You can override some of these, as well as set custom environment values that you define, using the environment(_:_:) view modifier, which affects the given view, as well as that view’s descendant views. It has no effect outside the view hierarchy on which you call it.

SceneStorage

You use SceneStorage when you need automatic state restoration of the value. It works very similar to State, except its initial value is restored by the system if it was previously saved, and the value is shared in the same scene.

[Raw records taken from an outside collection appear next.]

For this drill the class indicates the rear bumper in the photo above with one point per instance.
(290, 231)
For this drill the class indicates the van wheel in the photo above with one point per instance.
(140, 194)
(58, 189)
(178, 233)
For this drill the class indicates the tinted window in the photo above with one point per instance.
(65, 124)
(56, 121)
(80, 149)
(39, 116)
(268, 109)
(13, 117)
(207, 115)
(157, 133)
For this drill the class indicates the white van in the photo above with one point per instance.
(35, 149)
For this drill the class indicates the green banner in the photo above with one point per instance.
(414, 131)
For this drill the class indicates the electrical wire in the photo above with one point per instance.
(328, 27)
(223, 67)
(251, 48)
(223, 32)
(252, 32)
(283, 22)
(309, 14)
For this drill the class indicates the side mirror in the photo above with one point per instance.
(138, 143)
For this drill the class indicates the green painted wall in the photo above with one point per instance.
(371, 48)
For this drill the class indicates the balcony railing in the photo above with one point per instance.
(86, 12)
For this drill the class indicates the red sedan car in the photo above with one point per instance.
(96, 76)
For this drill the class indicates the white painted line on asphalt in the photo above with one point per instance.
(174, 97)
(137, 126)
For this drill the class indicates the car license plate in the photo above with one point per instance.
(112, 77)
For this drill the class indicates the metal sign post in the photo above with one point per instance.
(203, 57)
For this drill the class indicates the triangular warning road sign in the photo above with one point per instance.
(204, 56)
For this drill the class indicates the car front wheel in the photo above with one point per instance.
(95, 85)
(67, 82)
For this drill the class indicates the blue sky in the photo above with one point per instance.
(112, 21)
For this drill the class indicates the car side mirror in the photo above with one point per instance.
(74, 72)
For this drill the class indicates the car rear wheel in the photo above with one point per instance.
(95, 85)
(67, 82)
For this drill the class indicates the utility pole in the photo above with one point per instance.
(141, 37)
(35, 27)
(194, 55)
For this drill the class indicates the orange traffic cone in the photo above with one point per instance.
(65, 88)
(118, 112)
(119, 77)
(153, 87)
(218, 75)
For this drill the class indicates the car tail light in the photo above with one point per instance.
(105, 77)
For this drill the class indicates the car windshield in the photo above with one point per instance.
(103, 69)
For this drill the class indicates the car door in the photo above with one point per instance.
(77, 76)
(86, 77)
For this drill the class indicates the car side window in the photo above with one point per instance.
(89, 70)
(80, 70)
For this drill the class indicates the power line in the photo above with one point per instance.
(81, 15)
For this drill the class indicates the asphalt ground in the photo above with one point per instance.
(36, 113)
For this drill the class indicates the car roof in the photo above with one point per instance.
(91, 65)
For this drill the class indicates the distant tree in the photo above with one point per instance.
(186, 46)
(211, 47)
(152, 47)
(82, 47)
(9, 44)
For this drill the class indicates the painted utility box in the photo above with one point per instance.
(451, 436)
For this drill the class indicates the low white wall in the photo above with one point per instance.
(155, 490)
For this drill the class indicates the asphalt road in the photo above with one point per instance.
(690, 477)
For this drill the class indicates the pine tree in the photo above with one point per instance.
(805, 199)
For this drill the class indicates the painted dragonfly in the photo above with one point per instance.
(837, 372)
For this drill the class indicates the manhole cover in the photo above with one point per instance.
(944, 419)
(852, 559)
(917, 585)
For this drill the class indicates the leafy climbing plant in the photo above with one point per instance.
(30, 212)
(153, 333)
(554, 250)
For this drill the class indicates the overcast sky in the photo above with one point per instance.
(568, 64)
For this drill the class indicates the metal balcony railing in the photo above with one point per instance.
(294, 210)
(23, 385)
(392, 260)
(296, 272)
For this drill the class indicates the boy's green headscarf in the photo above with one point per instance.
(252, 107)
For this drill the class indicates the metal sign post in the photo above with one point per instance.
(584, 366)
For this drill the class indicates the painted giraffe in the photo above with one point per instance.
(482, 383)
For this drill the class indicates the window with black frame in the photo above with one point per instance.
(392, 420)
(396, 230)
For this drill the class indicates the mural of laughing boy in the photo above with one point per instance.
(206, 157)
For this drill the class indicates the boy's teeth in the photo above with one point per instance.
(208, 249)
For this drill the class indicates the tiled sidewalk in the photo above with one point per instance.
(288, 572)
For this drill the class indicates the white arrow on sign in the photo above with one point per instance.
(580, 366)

The system manages the saving and restoring of SceneStorage on your behalf. The underlying data that backs SceneStorage is not available to you, so you must access it via the SceneStorage property wrapper. The system makes no guarantees as to when and how often the data will be persisted.

struct FooView: View {
  @SceneStorage("fooview.bar") private var bar: Int = 1
}

If the scene is explicitly destroyed, the data is also destroyed. Do not use SceneStorage with sensitive data.

AppStorage

A property wrapper type that reflects a value from UserDefaults and invalidates a view on a change in value in that user default. Use it to save small amounts of data like user settings that you want to persist across app launches:

struct FooView: View {
  @AppStorage("com.example.fooview.bar") private var bar: Bool = true
}

The AppStorage and SceneStorage can store only primitive types like Bool, Int, Double, String, URL and Data. All other types must be encoded in Data object and conforms to the Codable protocol.